Passend dazu benennt OpenAI seine zuständige Produktorganisation in „AGI Deployment" um. Das ist mehr als ein symbolischer Akt: Es unterstreicht, dass das Unternehmen seinen Fokus klar auf die Entwicklung einer allgemeinen künstlichen Intelligenz ausrichtet und Nebenprojekte, die von diesem Ziel ablenken, konsequent zurückfährt. CEO Sam Altman hatte zuletzt mehrfach betont, dass OpenAI sich diesen entscheidenden Moment nicht entgehen lassen dürfe.

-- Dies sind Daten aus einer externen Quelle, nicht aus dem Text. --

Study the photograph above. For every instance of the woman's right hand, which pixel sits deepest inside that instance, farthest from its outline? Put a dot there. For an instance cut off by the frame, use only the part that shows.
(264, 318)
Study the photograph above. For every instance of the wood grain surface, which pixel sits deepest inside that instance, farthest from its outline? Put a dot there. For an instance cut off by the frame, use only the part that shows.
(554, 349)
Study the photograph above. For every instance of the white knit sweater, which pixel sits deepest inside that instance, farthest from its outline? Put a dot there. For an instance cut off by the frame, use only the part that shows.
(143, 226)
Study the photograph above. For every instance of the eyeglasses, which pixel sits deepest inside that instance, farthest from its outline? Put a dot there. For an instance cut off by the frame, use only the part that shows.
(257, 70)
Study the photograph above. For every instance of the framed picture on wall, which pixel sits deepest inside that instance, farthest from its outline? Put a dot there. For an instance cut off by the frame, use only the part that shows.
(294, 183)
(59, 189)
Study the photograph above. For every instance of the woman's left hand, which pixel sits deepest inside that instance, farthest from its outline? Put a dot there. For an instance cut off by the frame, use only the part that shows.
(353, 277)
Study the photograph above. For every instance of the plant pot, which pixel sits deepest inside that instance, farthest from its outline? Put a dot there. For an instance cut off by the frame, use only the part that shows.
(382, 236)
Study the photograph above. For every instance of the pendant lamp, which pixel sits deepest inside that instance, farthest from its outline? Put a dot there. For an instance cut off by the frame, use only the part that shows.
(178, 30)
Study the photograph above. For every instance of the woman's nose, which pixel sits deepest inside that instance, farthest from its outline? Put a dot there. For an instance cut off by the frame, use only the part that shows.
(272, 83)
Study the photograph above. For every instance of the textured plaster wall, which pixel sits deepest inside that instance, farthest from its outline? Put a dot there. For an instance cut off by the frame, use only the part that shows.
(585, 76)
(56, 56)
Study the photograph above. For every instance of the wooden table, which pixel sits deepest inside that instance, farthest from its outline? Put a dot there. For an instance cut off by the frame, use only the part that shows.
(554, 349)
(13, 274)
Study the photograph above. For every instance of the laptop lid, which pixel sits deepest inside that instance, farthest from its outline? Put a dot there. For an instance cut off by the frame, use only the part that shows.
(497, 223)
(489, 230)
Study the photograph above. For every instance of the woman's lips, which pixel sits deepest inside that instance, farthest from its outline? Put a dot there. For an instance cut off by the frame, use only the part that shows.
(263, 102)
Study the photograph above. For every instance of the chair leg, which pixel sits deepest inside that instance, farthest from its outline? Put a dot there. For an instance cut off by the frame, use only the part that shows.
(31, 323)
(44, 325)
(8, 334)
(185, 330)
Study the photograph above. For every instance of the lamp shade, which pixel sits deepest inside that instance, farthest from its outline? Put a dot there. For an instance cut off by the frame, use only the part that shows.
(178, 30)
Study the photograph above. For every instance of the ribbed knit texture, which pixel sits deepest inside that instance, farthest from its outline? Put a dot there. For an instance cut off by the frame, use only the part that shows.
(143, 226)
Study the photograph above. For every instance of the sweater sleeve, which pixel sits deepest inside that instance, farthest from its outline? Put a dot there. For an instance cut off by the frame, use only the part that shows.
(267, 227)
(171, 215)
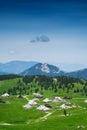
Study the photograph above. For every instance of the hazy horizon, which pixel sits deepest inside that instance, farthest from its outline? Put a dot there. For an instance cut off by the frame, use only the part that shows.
(48, 31)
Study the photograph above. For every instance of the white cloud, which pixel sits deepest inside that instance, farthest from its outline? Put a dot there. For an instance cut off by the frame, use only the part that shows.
(42, 38)
(11, 51)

Starker Wettbewerb als zusätzlicher Druckfaktor

Die Einstellung von Sora fällt in eine Phase, in der der Markt für KI-generierte Videos zunehmend umkämpft ist. Konkurrenten wie Google mit seinen Veo-Modellen, aber auch spezialisierte Anbieter wie Runway oder Pika haben in den vergangenen Monaten erhebliche Fortschritte gemacht. OpenAI, das im Bereich der Textgenerierung mit ChatGPT nach wie vor eine Spitzenposition einnimmt, hatte im Videosegment nie eine vergleichbar dominante Stellung erreicht. Angesichts dieser Wettbewerbssituation erscheint der Rückzug aus einem Segment, in dem man nicht klar führt, strategisch nachvollziehbar.

Was bedeutet das für Nutzer und die Branche?

Für die bestehende Sora-Community ist die Nachricht ein herber Rückschlag. Wer auf die API gesetzt hat, um eigene Anwendungen zu bauen, muss sich nun nach Alternativen umsehen. OpenAI hat versprochen, rechtzeitig über die genauen Abschaltdaten zu informieren. Für die gesamte KI-Branche ist die Sora-Geschichte aber auch ein Lehrstück: Hype allein trägt kein Produkt. Selbst ein technisch beeindruckendes Tool braucht eine klare Nutzergruppe, einen überzeugenden Anwendungsfall und eine langfristige Geschäftsstrategie – sonst wird auch der lauteste Launch schnell zur stillen Einstellung.